On May 17, one of the most endangered bird species on the planet hatched at the Smithsonian Conservation Biology Institute (SCBI) in Front Royal, Virginia. Although currently helpless and almost featherless, the female Guam Kingfisher will soon enough be vibrant and colorful, like her parents.
A closed-circuit camera inside the institute’s incubator caught the exact moment the chick hatched. Since hatching, the chick has been living in an incubator that mimics the conditions of a nest.
It has been four years since the last Guam Kingfisher chick hatched at SCBI. Guam Kingfishers are notoriously difficult to breed. They are territorial and it has been difficult to match compatible breeding pairs. The chick’s mother and father moved to SCBI from the Saint Louis Zoo in 2016 and 2014, respectively. This was the first fertile egg they have produced together. However, since the pair did not display appropriate parenting behaviors, keepers opted to artificially incubate the egg and are currently hand-raising the chick.
The incubation period for Guam Kingfishers is relatively short—only 21 to 23 days. The chick hatched after 22 days. During the incubation, keepers “candled” (shined a light against the shell of the egg) to track the chick’s development. When it hatched, the chick weighed 5.89 grams.
For the first seven days, keepers fed it every two hours, between 6 a.m. and 6 p.m.
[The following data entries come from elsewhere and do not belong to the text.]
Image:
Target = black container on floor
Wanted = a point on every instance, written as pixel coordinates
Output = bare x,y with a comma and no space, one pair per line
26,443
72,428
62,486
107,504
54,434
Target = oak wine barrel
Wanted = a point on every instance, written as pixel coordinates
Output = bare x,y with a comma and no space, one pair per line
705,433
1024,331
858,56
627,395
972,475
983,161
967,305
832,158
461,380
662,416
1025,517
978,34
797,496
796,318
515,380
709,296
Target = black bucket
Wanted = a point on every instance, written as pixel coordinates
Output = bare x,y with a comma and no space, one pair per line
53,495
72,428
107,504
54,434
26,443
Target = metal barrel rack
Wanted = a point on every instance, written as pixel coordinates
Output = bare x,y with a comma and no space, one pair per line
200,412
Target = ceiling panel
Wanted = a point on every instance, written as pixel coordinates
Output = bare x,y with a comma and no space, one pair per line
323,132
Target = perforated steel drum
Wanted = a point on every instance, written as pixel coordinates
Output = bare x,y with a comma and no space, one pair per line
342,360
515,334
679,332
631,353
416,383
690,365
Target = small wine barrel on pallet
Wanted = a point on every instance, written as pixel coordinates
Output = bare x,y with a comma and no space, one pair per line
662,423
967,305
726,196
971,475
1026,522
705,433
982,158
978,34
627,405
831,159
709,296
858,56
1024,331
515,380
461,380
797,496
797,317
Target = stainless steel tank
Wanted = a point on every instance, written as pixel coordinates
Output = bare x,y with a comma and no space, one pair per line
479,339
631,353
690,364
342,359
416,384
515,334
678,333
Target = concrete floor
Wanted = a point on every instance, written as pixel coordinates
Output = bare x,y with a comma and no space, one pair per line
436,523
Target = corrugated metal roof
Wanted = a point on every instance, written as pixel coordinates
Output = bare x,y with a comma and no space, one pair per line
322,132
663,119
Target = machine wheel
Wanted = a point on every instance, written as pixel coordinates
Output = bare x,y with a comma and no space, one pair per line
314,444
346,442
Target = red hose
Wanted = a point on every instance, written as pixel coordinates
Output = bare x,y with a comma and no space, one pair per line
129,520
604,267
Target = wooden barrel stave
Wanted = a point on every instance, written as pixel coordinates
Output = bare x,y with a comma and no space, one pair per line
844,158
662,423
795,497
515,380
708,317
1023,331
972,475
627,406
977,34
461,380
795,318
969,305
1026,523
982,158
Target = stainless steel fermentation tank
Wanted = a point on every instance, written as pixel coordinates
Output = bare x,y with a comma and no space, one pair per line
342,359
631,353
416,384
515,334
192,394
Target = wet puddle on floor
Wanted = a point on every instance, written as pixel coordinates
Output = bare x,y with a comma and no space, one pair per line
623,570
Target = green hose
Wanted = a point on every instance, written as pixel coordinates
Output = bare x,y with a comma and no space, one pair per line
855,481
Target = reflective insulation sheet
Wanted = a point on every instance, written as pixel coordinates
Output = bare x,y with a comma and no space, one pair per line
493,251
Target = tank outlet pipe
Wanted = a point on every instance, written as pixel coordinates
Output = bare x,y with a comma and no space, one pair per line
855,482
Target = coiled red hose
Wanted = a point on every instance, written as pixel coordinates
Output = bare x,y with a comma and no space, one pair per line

The chick eats chopped mice and crickets, mealworms and anoles. Keepers are gradually decreasing the number of feedings, until the chick is 30 days old and ready to fledge the nest.
The Guam Kingfisher (Todiramphus cinnamominus) is the most endangered species living at SCBI. There are only about 140 Guam Kingfishers in the world, and they all live in human care.
The species is currently classified as “Extinct In The Wild” on the IUCN Red List of Threatened Species. According to the IUCN: “The species was previously found in a fairly wide variety of habitats throughout the island of Guam, including the edges of mangroves, wooded coastal lowlands, coconut palms and mixed upland forest and also large gardens with plenty of timber (Fry and Fry 1999, del Hoyo et al. 2001, Kesler in litt. 2013)…its decline and extinction in the wild is the result of predation by the introduced brown tree snake Boiga irregularis (Fritts and Rodda 1998). Predation by feral cats may have represented an additional threat.”
All existing Guam Kingfishers in the world are descended from 29 individuals. They were taken from the wild into human care in the 1980s to create a breeding program to save the species from total extinction. SCBI hatched its first chick in 1985. Since then, 19 chicks have hatched at SCBI as part of the Guam Kingfisher Species Survival Plan.
SCBI plays a leading role in the Smithsonian’s global efforts to save wildlife species from extinction and train future generations of conservationists. SCBI spearheads research programs at its headquarters in Front Royal, Va., the Smithsonian’s National Zoo in Washington, D.C., and at field research stations and training sites worldwide. SCBI scientists tackle some of today’s most complex conservation challenges by applying and sharing what they learn about animal behavior and reproduction, ecology, genetics, migration and conservation sustainability.